The Amateur Soldiers Who Won America's Independence

by Jack Kelly

Pub Date: Sept. 9th, 2014
ISBN: 978-1-137-27877-7
Publisher: Palgrave Macmillan

Journalist and historian Kelly chronicles the poorly trained but determined men who fought with George Washington and other commanders to free the North American continent from British rule in the late 18th century.

In an oft-told but still inspiring saga, the author opens his popular history in 1754, as a young Washington was becoming seasoned in battles against French troops seeking to encroach on British territory. After that introduction, Kelly moves the action to 1774, as Washington commands a bunch of ragtag soon-to-be Americans against the British monarchy, which had lost favor due to high taxes, among many other transgressions. Kelly is fascinated by the details of specific battles, but he is well-aware that without finely wrought character sketches of those carrying out the fighting, military history can fall flat on the page. As a result, the author has carefully chosen his heroes and villains, using both primary and secondary sources to explain their paths to battle. A combination of psychobiography, lively prose and generous foreshadowing keeps the narrative moving from battle to battle, year after year, until the story ends in 1783. In the final chapter, Kelly looks back from the year 1824 at the remarkable victories of the revolutionaries; it was the 50th anniversary of the self-styled patriots’ encounter with the well-equipped British musketeers at Lexington Green. “Then began a celebration,” writes the author, “such as the nation had never seen: dinners, galas, speeches, salutes, parades, fireworks.
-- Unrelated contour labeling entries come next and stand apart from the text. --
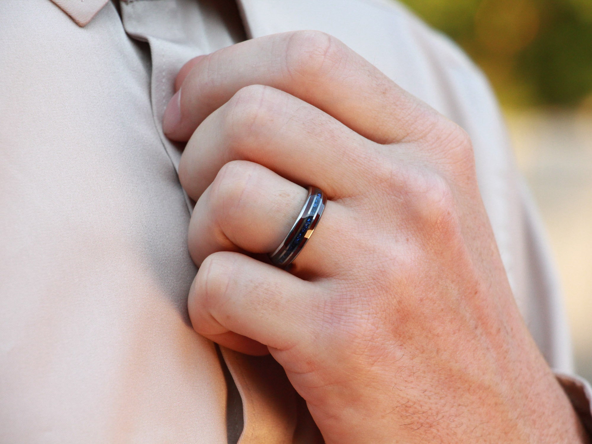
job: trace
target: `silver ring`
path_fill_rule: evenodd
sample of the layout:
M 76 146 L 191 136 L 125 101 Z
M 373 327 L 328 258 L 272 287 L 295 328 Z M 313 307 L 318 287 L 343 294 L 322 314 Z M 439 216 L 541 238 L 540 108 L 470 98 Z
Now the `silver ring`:
M 274 265 L 287 266 L 296 259 L 318 224 L 326 203 L 327 197 L 320 188 L 308 187 L 308 197 L 298 218 L 279 246 L 269 255 Z

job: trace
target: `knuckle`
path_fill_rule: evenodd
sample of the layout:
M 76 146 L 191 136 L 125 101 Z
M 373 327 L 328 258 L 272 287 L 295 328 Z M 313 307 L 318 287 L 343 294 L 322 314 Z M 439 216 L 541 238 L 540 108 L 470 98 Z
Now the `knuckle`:
M 190 313 L 211 313 L 223 303 L 231 282 L 233 262 L 226 252 L 214 253 L 204 260 L 191 292 Z
M 463 170 L 474 165 L 472 143 L 468 133 L 454 122 L 440 118 L 434 126 L 431 143 L 440 153 L 443 163 Z
M 286 49 L 286 66 L 291 77 L 318 82 L 342 65 L 347 56 L 343 44 L 320 31 L 292 33 Z
M 439 237 L 456 231 L 454 194 L 443 177 L 431 172 L 416 175 L 407 191 L 414 202 L 413 214 L 422 231 Z
M 230 146 L 238 147 L 265 135 L 278 111 L 279 92 L 252 85 L 239 89 L 229 102 L 223 128 Z
M 240 217 L 245 196 L 255 186 L 260 173 L 258 164 L 246 160 L 232 160 L 224 164 L 212 183 L 209 207 L 221 221 Z
M 454 191 L 443 176 L 426 168 L 401 166 L 388 182 L 415 231 L 432 236 L 457 231 Z

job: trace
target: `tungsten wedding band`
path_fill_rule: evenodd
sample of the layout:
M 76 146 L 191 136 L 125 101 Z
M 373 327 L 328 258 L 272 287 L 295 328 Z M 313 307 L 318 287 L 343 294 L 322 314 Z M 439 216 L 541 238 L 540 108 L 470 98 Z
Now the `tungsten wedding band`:
M 279 246 L 269 253 L 269 259 L 274 265 L 287 266 L 296 259 L 313 234 L 326 203 L 327 197 L 320 188 L 308 187 L 308 196 L 298 218 Z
At the Lafayette Ball…five thousand guests wandered through a fairyland dominated by thirty-foot-high transparencies showing Lafayette, Washington, and the marquis’ French estate at La Grange.” The hardships the patriots endured—lack of first-rate equipment, food, clothing and protection from severe weather, among other problems—were seared in the memories of the celebratory survivors and those who followed in the experiment of American democracy.

A rousing account of bloody sacrifice.